Guest Article How A Retirement Plan Committee Equals Prudent Risk ManagementBy Jeb Graham CEBS, CIMA® of CapTrust Financial Advisors, an independent consulting/advisory practice focused on the institutional retirement plan market, serving corporate, closely held, non-profit and governmental organizations. You may contact Jeb at 813.218.5008 or jeb.graham@captrustadv.com. The essence of managing fiduciary liability is prudent decisions made by well informed individuals. The idea that a committee is appropriate for this role is a blinding flash of the obvious. But in this day and age where committees are often put in place for very insignificant matters, why is it that so few employers have such groups established for the purpose of optimizing their retirement plan decisions? Why are committees formed? Generally speaking, there is one of two reasons for a committee: The organization needs to formulate decision alternatives on particular subject matter but is lacking knowledge, experience or expertise.

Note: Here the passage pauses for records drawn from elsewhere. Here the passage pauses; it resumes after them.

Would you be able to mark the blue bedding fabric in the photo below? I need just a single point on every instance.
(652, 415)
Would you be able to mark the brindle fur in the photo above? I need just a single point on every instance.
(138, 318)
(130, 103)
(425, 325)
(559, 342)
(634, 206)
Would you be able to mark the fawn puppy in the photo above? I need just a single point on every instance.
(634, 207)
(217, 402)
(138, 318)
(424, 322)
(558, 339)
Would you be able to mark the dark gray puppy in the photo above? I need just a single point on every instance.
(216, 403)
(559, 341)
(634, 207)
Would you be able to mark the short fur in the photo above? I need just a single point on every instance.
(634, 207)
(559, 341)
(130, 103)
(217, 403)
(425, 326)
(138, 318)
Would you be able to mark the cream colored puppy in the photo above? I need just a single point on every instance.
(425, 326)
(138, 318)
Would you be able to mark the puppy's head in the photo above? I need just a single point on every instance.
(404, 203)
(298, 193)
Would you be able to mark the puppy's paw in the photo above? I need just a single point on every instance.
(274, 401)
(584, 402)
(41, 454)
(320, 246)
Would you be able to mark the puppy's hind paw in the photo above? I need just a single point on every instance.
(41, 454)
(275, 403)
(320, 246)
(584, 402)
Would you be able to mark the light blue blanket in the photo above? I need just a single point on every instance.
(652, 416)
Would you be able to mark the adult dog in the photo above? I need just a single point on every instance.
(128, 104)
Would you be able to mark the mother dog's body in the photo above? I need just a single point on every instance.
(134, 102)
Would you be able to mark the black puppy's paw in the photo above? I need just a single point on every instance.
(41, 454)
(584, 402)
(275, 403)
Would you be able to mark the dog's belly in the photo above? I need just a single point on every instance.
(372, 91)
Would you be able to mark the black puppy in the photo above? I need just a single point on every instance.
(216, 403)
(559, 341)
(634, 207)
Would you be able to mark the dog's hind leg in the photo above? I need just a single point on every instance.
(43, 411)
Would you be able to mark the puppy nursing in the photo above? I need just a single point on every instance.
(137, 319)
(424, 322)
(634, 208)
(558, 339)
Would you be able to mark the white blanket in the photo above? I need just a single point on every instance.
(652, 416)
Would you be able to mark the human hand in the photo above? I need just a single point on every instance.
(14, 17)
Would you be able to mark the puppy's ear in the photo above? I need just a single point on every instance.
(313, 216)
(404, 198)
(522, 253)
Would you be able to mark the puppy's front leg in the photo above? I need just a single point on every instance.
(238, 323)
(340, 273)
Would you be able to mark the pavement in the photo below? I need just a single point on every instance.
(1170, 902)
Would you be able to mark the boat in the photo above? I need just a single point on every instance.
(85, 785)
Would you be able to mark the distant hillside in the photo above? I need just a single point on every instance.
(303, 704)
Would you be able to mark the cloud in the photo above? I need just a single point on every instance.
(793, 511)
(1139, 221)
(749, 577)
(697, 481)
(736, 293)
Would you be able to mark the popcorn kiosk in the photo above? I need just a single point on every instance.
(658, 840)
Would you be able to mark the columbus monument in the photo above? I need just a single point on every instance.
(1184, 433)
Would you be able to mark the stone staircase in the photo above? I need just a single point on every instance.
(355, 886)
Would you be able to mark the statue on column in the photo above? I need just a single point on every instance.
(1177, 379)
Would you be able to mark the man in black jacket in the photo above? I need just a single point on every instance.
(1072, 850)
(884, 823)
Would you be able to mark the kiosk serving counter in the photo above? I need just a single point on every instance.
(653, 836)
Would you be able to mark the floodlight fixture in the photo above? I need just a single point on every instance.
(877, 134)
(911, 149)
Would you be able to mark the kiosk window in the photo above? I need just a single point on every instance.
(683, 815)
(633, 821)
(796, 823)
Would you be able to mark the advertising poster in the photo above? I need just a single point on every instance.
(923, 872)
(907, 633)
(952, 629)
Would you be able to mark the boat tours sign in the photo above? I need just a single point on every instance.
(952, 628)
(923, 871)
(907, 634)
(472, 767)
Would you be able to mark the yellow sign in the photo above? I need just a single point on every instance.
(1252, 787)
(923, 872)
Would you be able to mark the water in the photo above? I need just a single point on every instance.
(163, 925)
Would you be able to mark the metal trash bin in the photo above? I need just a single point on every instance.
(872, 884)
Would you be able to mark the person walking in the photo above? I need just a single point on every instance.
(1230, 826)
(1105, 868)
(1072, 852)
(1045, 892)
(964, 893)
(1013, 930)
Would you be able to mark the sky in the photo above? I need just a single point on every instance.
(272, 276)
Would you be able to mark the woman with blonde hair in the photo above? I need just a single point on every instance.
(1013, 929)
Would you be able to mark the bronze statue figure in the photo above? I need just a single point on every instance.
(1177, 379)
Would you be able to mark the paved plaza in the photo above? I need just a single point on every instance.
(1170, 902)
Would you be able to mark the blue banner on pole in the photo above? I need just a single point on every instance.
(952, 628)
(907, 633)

A committee is formed to gather information and develop the necessary knowledge. The second reason is there is a general level of knowledge, but the decisions are sufficiently important that it is prudent to have multiple perspectives. All too often committees are formed for political rather than practical reasons, and the participants may end up resentful of the time commitment and lack of accomplishment. A common problem is the committee not producing results, but instead simply producing process, where in most cases, results are the objective. One of the few real world situations where process is more important than results is the world of fiduciary liability associated with retirement plans under the rules of ERISA... An effective committee, with well informed members, combined with sound policy and documented process is one of the best defenses against fiduciary liability. Are such retirement plan committees common? It depends on standards applied to consideration of the "committee." While many employers may have designated a team of individuals as decision makers for their retirement plan, it is rare to see a retirement plan committee that is well conceived, organized and consistently well run. The reasons for such a void, despite the apparent logic and reason, are likely a result of several common problems that are consistent across all industries and types of employers.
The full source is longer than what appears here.